When he did move on so quickly and then married her just as quickly I was heartbroken (because he had asked me to marry him too but never followed through) and I was shocked at the type of person she was...(and yes, I know, I am labeling right now) drug addict, alcoholic, pill-poppin, gutter rat, false teeth wearing wearing trailer-trash slut. (That was my messed up way of thinking at the time)
I did find out through mutual acquaintances that he was abusing her too but she did something I never did....she put put his lousy abusive butt in jail! And I realized that even though she didn't lead a life that I would have chosen she had something I didn't have and that was the strength to take a stand and fight back. She made sure he wasn't going to abuse her again and because of that I am so grateful to her!
I'm sorry for the typo! "we GO back to the honeymoon phase." I want everyone to know how helpful these posts have been. I don't feel so alone.
I am afraid to look back in 20 years and say the same thing. But I don't know what is stopping me from going? Things have been better. But this happens; we ho back to the honeymoon phase and then, just when I'm getting comfortable, $hit hits the fan. But I am sucked back in...maybe this time things are different. Maybe this time he loves me enough to be good to me. The whole while I am just so mad at myself.
I currently in a 20 year marriage strangely similar to the one you described. The biggest difference is that I am the husband. I am thankful for your posting this. Hopefully others will take the warning and not stay as long as you did and I have. It is hard to face. If I just try again a little harder...maybe she won't be so mad at me. Maybe she will show love for me.
This is how I have felt for the past 20 years.
And don't even bother trying to warn the next victim, no matter how morally obligated you feel to do so, they will never listen (would you have, when you were so blindly in love with the charmer?). They will find out soon enough, your warnings only make them deny it longer, to prove you wrong. They will team up against you, impeding your healing and bonding them even more which will make the future abuse easier and more devastating for the victim. You learned your lesson, now move on and let others learn theirs. I made that mistake, but never will again.
I tried to warn her and she did exactly as you said - she bonded to him even more and I'm the enemy and they have teamed up against me - the whole family actually which has hindered the healing process. He warned me that walking away from him would bond him to her more. He knows what he is doing! I figured if I have to compete with another woman then he really doesn't love or value me to say the least. She is definitely being used because he was willing to leave her to keep me and when I wouldn't forgive him because I began loving myself that's when he began threatening me and their bond grew stronger. It is so deranged! My greatest challenge now is minimizing my daughter's exposure to the abuse that will occur in this new relationship. I was so happy to leave and take my daughter out of this environment only to find out that the exposure exists with another woman. smh.

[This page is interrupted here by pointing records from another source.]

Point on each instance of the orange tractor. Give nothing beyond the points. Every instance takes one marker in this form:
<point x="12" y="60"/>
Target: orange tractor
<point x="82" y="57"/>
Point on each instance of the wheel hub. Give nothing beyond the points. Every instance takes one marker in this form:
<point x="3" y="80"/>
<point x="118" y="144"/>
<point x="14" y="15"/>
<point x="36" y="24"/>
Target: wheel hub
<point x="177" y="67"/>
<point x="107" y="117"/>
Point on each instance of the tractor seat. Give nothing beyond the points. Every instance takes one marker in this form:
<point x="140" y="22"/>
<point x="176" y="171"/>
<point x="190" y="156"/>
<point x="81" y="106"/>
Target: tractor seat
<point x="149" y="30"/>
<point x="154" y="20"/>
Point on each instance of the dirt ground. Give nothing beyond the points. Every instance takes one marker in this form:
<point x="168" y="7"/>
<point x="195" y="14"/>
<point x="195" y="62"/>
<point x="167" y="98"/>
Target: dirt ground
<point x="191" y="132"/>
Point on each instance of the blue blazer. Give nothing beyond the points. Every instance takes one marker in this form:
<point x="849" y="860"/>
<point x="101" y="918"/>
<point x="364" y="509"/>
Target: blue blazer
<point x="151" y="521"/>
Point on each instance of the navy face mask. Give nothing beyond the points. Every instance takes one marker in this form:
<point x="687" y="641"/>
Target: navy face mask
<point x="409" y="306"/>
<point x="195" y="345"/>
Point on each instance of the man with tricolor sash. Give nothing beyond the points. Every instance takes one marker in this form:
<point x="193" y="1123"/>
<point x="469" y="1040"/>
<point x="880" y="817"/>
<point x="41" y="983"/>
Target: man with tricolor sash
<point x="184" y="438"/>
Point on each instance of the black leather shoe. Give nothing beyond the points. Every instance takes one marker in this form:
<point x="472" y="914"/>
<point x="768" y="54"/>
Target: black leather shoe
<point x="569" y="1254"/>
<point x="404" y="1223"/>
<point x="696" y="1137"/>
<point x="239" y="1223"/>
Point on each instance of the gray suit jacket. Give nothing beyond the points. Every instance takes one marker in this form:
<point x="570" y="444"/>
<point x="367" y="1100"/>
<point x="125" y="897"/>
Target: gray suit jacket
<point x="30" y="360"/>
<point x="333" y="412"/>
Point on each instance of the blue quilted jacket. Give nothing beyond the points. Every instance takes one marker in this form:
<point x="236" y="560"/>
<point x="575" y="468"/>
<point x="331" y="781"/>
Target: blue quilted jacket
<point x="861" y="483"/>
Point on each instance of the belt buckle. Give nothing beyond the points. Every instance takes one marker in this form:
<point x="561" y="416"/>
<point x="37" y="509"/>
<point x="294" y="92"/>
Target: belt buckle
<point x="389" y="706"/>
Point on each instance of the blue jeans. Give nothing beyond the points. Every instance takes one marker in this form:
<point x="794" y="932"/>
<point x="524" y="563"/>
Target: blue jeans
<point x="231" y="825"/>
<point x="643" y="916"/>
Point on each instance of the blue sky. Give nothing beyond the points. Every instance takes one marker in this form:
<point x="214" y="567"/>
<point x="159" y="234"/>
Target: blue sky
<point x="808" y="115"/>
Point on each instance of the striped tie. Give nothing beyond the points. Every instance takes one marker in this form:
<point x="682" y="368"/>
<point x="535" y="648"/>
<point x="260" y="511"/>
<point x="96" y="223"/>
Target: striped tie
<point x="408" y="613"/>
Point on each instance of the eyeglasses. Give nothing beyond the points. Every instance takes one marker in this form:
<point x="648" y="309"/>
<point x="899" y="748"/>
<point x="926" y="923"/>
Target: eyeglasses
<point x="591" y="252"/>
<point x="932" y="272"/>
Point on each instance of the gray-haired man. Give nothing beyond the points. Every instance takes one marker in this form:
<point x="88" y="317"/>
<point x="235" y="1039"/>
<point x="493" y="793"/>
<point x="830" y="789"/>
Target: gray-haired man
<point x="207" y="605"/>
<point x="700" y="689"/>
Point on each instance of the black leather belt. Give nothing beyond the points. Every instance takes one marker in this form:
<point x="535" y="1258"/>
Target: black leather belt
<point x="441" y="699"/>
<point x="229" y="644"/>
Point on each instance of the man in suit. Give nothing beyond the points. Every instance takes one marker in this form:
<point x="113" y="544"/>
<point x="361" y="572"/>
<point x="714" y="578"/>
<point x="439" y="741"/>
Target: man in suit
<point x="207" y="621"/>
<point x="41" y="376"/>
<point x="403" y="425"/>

Thank you. It is difficult to regain self-confidence after emotional abuse makes you feel unlovable. Your article reinforces that even though they look happy (didn't you, when you were going through it, because you didn't want everyone to know what a failure you were?), it doesn't mean there really was anything wrong with you. That is just the abuse still trying to control you with lies.
And then there are the ones who tell you that you weren't really abused, you are just crazy. They are continuing the abuse; don't listen to them, ESPECIALLY if they are only going by what the abuser says. NO ONE will understand unless they go through it.